O burburinho foi tanto que mais de 3 mil pessoas foram ao Cine Brasília assistir à estreia do longa. A Semana do Cinema Brasileiro foi um divisor de águas na história do audiovisual brasileiro e o Fringe conta abaixo a história dos seis filmes que fizeram parte da programação:

A Falecida

Baseado na obra homônima de Nelson Rodrigues, o filme é roteirizado por Leon Hirszman em parceria com Eduardo Coutinho. É também o primeiro filme de Fernanda Montenegro, que venceu o prêmio de melhor atriz na Semana do Cinema Brasileiro.

Narra a trajetória de Zulmira, moradora de um subúrbio carioca que, obcecada com a ideia de ter um enterro de luxo, enxerga na morte uma forma de compensar a vida miserável que levou. Ao contrair tuberculose, faz ao marido, Toninho, um último pedido: um funeral grandioso.

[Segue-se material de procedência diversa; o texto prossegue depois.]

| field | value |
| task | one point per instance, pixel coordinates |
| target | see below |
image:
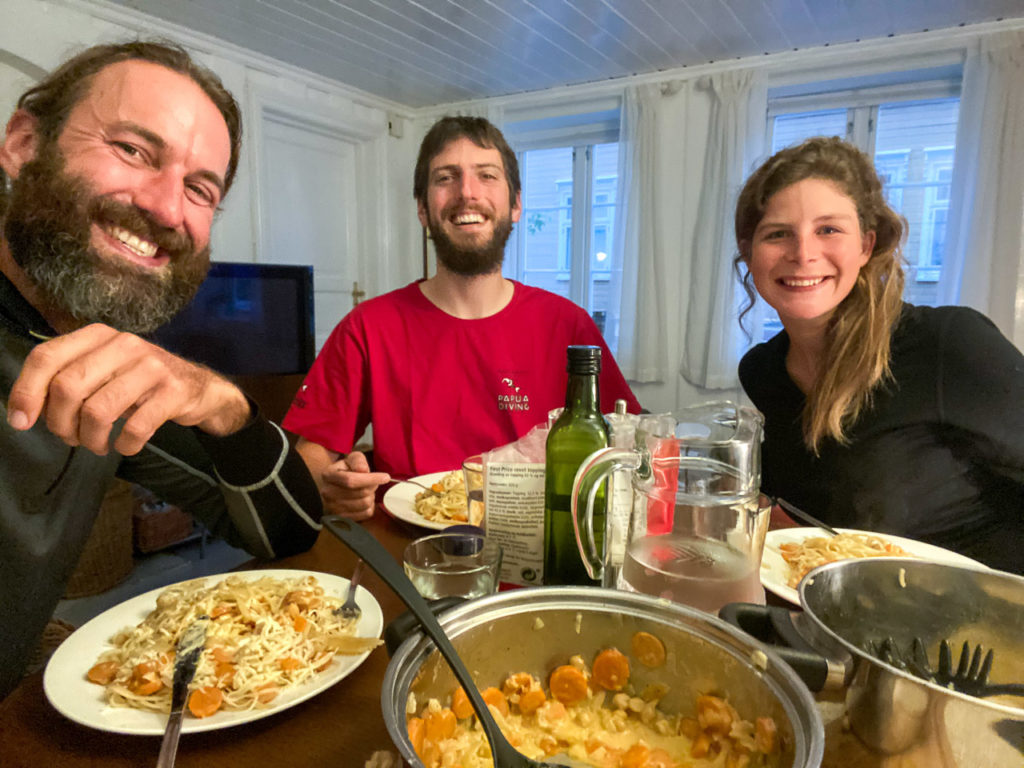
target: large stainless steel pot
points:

Sem recursos, ele procura Guimarães, o homem mais rico do bairro, que se recusa a ajudar e, sem saber que fala com o viúvo, revela ter tido um caso com Zulmira. A revelação desencadeia uma reviravolta marcada por chantagem e vingança.

Membro do “estado-maior” do Cinema Novo, Leon Hirszman usa uma linguagem que foge do realismo puro e aposta em planos longos, movimentos de câmera calculados e um uso simbólico do espaço. A fotografia em preto e branco ressalta a melancolia e a opressão social vivida pelos personagens.

Atualmente, “A Falecida” está disponível no serviço de streaming MUBI.

A Hora e Vez de Augusto Matraga

Assim como A Falecida, o filme de Roberto Santos também é baseado em um clássico da literatura brasileira. A hora e vez de Augusto Matraga, de Guimarães Rosa, é um dos contos mais importantes da história do país, e o filme lhe faz justiça.

Varreu a premiação da Semana do Cinema Brasileiro com prêmios nas categorias de melhor filme, ator, diretor, argumento e diálogo. A direção que explora o silêncio e o ambiente, potencializadores dos temas poderosos trazidos por Rosa na história original — personagens marginalizados, desigualdade e redenção.

O filme acompanha a trajetória de Augusto Esteves, mais conhecido como Matraga (Leonardo Villar), um fazendeiro violento e autoritário que, traído por aliados e espancado até quase a morte, é dado como morto.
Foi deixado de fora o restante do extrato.